The market has well surpassed the length of any other historical market in our country; however, it has not surpassed the size. The bull market of the 1990’s ended with a 417 percent increase in the S&P 500. The current bull market is up well over 300 percent currently, but not 400 percent. Most markets pop because something grows too much too fast. This simply has not been the case over the past ten years. It has been slow, steady and even downright boring at times. Furthermore, a bear market is usually defined as having a correction of 20 percent or more. In 2011, the S&P 500 retracted 19.4 percent and in 2018 it began a correction that ultimately landed at 19.8 percent. The arguable conclusion is that this was just the S&P 500, which is only five hundred stocks. Many indices surpassed the 20 percent benchmark. So, is it really a ten-year bull market? And, really, does it matter?

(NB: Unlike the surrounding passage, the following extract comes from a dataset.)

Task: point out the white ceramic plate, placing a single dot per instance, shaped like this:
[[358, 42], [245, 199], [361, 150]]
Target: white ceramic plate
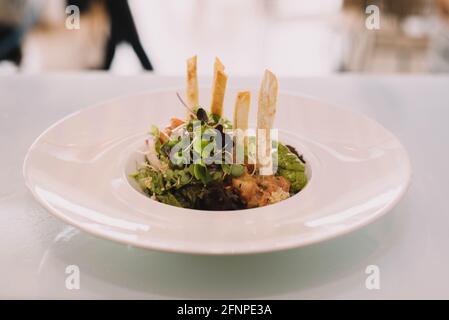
[[78, 168]]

No. The size or length of the bull market simply does not matter. Logic would say that slow and steady growth would avoid bubbles and level out the roller-coaster effect. But really, all that matters is price in relation to valuations, supply and demand, other economic factors and trends. Listen to this week’s podcast to learn more about where these factors are.

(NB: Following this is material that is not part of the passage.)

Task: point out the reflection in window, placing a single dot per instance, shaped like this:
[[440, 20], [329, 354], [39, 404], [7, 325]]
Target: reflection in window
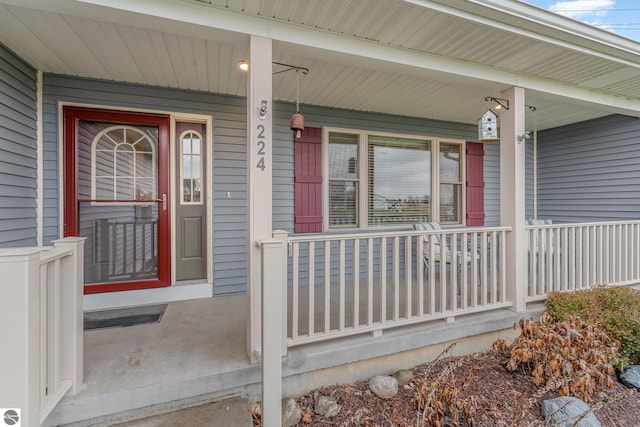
[[191, 170], [450, 183], [343, 180], [399, 181]]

It is a double-edged sword in the market. Investors are nervous…about tariffs, politics and the length of this bull market. On the flip side, you’re hearing the rumblings reminiscent of the 90’s—if you can’t make double digit returns, I don’t need you.

I read an article back in 2014 titled “Portfolio Construction is Boring, But Advisors Need to Read This Anyway.” The first thing in the article is a question: What’s changed over the past year in constructing the right portfolio for our clients? The answer? Absolutely nothing. 1. The same is true today. Supply and demand is still supply and demand. You build a portfolio on this.

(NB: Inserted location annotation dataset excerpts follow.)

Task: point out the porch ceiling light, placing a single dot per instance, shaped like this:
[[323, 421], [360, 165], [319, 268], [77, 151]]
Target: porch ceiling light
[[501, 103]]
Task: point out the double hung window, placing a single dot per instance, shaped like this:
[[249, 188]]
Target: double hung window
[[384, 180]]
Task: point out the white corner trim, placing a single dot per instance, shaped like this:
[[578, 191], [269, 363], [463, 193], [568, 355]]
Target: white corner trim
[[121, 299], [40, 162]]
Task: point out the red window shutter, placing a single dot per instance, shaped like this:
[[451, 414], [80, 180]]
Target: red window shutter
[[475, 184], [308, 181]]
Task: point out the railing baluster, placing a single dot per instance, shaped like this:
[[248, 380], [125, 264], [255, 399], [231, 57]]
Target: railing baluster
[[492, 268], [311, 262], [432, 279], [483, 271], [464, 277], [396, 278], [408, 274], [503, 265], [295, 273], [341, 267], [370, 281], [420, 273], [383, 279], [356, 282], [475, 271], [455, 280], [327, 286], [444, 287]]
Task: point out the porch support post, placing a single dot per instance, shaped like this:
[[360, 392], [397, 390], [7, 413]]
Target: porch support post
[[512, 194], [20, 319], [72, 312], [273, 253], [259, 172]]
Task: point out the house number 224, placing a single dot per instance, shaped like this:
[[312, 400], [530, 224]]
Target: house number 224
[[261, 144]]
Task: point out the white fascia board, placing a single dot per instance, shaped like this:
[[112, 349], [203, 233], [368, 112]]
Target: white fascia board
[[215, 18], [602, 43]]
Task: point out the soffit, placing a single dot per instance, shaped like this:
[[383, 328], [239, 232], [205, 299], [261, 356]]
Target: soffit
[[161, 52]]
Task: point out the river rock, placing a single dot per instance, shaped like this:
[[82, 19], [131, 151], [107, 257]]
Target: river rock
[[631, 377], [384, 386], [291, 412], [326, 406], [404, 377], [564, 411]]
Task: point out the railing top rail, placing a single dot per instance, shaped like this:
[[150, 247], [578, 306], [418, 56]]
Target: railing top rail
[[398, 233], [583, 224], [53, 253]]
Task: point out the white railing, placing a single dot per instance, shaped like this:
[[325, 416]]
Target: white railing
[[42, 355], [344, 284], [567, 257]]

You have often heard us say that we are risk managers before we are portfolio managers. Your risk has to be right or nothing will work. The next bear market will come. Will you be able to stomach it? And equally important, will you be able to stomach not making a one hundred percent return on your money if this bull market gets there?

Long-term consistency trumps short-term intensity. —Bruce Lee. This goes both ways. Whether you are fearful or greedy right now, remember to stay disciplined. Know your long-term plan and stay consistent.

 

  1. Roth, Allan S. Financial Planning. April 2014.